Rupee breaches 60 barrier versus dollar

Declining euro precipitated the fall of rupee in the last couple of hours of trading

June 26, 2013 03:47 pm | Updated November 16, 2021 08:36 pm IST - Mumbai

The rupee touched an all-time low of 60.76 a dollar on Wednesday, breaching its previous historic low of 59.98 (intra-day). It closed at 60.71/72 as compared to its Tuesday’s close of 59.66/67 in the foreign exchange market.

“It was a sharp reaction and it was not expected,” said N. S. Venkatesh, Chief General Manager, Treasury, IDBI Bank.

Stop-loss

The moment the rupee touched 60, there were lots of stop-losses which got triggered and short positions were covered resulting in rupee depreciating further.

The dollar has strengthened against all major currencies and the dollar index also strengthened.

“The weakness is expected to continue for a couple of days and the rupee is expected to pull back after that on expectation of dollar inflows for the HUL share buyback as also remittances from NRIs,” said Mr. Venkatesh. According to him, it would strengthen to 59.50 levels in the current juncture.

The European Central Bank also was not supportive of euro and the euro also started falling against the dollar, which precipitated the fall of rupee against the dollar in the last couple of hours of trading.

Speculative movements

“Total speculative movements were happening after the 58 levels,” said K. N. Dey, a Mumbai-based foreign exchange analyst. At present, non-delivery forward markets are guiding the rupee rate.

“Over 11 per cent fall in two months is extremely alarming, which, in turn, pushes the prices of commodities, especially oil and coal,” Mr. Dey added. The rupee fell 1.8 per cent on Wednesday, the worst performer of the day among the emerging Asian currencies.

In the last ten days, the rupee mostly opened with a gap of 30-40 paise, clearly indicating the impact of non-delivery forward markets on rupee rate.

“Indian rupee plunged to a new record low against the U.S. currency in spot market on the back of strong dollar demand from oil importers, towards month-end needs,” said Sugandha Sachdeva, Assistant Vice-President & Incharge-Metals, Energy & Currency Research, Religare Securities Limited. The rupee has seen a precipitous fall of more than 7 per cent in the last one month, as recovery seen in U.S. economy and an expected scaling down of monetary stimulus by the U.S. Fed by year-end is resulting in FIIs (foreign institutional investors) withdrawing money from emerging markets and investing in U.S. assets.

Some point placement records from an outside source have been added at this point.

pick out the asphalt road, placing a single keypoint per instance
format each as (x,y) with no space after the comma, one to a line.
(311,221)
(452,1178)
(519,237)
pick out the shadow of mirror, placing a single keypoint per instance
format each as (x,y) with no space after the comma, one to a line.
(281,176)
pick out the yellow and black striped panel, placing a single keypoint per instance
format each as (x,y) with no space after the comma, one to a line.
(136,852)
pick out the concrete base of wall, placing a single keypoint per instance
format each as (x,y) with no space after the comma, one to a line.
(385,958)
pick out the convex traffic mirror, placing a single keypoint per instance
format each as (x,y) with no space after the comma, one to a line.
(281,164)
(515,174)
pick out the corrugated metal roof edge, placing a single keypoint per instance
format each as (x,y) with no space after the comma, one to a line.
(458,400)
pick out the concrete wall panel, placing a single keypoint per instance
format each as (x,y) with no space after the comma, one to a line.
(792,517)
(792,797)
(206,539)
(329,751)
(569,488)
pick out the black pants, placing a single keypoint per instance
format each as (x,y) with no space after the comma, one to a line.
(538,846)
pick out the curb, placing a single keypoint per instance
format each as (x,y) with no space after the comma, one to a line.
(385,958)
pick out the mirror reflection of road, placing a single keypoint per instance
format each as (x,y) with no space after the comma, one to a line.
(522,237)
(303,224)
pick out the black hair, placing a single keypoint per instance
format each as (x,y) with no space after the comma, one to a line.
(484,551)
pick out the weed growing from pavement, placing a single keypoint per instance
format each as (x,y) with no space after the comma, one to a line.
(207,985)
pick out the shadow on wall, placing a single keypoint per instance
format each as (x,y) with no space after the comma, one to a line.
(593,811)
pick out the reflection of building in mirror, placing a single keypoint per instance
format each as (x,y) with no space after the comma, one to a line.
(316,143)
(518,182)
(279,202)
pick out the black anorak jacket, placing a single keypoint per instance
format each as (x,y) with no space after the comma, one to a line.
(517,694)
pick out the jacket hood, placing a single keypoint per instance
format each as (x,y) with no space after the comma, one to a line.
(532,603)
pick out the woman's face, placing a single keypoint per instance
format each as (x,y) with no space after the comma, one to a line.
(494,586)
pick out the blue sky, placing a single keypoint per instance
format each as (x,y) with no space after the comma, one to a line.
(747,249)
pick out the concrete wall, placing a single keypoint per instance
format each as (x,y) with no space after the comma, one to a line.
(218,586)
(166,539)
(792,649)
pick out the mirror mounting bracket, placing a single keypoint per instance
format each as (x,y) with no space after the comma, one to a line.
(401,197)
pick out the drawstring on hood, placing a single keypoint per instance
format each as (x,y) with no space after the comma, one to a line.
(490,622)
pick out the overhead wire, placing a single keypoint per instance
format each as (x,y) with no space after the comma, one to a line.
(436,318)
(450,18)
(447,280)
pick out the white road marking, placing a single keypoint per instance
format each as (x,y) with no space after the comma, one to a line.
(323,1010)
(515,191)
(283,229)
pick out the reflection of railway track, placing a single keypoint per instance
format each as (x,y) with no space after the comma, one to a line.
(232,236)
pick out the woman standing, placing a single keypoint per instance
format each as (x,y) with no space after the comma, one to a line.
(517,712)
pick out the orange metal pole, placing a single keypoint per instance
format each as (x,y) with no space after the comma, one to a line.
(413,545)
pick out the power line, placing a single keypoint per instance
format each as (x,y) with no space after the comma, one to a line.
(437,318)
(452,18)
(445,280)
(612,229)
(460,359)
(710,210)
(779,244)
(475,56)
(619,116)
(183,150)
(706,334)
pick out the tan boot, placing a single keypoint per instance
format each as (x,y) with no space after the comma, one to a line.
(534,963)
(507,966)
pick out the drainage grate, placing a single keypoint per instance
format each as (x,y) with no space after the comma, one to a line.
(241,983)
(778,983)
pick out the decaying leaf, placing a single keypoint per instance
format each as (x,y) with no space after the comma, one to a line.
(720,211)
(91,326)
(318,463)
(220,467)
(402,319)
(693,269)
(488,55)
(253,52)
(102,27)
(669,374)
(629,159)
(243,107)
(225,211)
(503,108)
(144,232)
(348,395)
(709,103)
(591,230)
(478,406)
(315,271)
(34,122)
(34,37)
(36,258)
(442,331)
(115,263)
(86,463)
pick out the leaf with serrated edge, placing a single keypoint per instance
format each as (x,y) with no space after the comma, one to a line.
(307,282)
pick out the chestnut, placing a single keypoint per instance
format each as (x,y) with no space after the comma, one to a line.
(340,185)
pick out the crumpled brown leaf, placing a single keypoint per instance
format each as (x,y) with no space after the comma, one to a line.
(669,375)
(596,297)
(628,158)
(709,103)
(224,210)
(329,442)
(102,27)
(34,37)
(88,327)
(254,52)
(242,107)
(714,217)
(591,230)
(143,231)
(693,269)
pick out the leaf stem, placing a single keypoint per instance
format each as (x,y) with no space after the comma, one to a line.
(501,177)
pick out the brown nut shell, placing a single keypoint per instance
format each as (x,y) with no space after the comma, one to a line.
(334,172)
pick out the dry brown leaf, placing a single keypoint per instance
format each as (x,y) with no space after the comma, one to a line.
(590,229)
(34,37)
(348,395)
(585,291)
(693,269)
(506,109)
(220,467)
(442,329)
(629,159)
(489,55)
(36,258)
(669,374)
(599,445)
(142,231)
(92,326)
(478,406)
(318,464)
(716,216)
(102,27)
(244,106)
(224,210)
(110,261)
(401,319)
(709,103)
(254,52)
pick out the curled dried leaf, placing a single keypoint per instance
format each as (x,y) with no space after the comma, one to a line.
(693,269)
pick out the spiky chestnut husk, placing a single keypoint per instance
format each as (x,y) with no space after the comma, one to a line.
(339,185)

Further, adding to the rupee’s woes is the renewed strength witnessed in dollar index, now trading at its three-week high and 10- year bond yield that has surged considerably by around one per cent on Wednesday. “As rupee has breached the invincible 60-mark, it is likely to depreciate further in continuation of its strong bearish momentum, though a short bounce-back cannot be ruled out,” said Ms. Sachdeva, adding, “the level of 62 looks imminent in the coming days.”

Sensex drops 77 points

As chances of a rate cut was eroding and the fall of rupee had accelerated, FII outflows also intensified, resulting in stock indices closing at lower levels.

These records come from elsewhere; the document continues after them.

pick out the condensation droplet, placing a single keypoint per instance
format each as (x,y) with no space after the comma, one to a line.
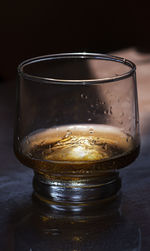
(91,130)
(110,110)
(68,133)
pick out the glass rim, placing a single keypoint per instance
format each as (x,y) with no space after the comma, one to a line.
(86,55)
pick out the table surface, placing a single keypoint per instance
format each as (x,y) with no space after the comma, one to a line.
(21,227)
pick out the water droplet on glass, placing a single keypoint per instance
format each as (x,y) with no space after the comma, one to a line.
(68,133)
(110,110)
(91,130)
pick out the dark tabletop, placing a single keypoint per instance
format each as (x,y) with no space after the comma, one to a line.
(28,227)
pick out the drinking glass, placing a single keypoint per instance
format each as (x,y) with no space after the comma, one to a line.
(77,124)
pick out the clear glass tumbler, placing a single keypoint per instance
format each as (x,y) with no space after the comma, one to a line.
(77,124)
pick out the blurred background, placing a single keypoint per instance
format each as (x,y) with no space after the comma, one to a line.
(33,28)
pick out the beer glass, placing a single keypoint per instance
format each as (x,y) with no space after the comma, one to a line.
(77,124)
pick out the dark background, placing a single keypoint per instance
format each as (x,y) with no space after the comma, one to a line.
(34,28)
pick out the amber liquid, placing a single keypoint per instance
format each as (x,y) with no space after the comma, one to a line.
(77,150)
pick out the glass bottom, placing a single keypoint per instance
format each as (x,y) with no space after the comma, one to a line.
(71,195)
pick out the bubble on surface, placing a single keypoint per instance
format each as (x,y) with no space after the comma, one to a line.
(91,130)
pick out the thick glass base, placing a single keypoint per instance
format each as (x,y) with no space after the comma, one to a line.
(72,195)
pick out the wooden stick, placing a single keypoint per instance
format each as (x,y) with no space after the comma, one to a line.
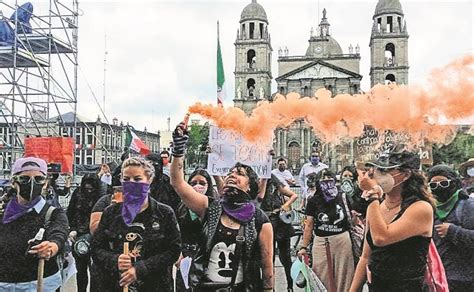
(39,285)
(125,252)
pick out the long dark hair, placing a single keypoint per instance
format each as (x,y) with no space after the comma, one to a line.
(210,189)
(416,188)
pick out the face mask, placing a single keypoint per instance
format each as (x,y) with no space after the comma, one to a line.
(329,189)
(134,195)
(200,189)
(237,204)
(470,172)
(347,186)
(29,191)
(386,181)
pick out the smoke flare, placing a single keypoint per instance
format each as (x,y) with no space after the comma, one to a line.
(414,110)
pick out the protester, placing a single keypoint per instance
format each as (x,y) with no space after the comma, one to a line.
(454,227)
(52,191)
(333,260)
(150,229)
(165,159)
(24,216)
(228,263)
(399,226)
(467,171)
(161,189)
(313,166)
(189,222)
(350,186)
(283,174)
(79,211)
(276,198)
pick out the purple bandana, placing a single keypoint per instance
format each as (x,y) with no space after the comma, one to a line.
(15,210)
(237,205)
(329,189)
(134,195)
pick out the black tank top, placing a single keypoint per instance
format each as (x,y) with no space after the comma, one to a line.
(399,261)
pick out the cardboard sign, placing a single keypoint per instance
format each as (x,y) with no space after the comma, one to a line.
(53,150)
(229,147)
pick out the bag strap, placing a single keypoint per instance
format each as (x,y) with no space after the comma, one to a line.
(240,239)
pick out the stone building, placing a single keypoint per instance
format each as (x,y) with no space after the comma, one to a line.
(324,65)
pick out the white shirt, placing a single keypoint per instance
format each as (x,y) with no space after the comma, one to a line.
(283,176)
(308,168)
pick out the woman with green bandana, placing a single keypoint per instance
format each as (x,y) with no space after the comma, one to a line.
(454,226)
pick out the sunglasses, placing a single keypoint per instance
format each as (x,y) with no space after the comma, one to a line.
(443,184)
(202,183)
(26,179)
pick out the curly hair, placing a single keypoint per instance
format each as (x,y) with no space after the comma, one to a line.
(141,162)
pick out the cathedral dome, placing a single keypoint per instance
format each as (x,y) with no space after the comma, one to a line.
(388,6)
(253,11)
(323,47)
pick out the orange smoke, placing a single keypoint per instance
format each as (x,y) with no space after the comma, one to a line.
(410,109)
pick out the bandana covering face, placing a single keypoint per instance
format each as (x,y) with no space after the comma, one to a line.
(443,209)
(329,189)
(237,205)
(15,210)
(134,195)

The benchmark Bombay Stock Exchange 30-share sensitive index, Sensex, fell by 77.03 points to 18552.12.

The broader National Stock Exchange’s 50-share Nifty fell 20.40 points to close at 5588.70.

However, technology, FMCG, power and information technology (IT) stocks ended in the positive territory, with IT gaining the most with 1.69 per cent on the back of falling rupee which is expected to increase the profit of IT companies, which are export-oriented.

The biggest loser was automobile companies as BSE’s auto stocks dipped by 1.79 per cent followed by metals 1.31 per cent, consumer durables and healthcare 1.12 per cent each and banks 1.03 per cent.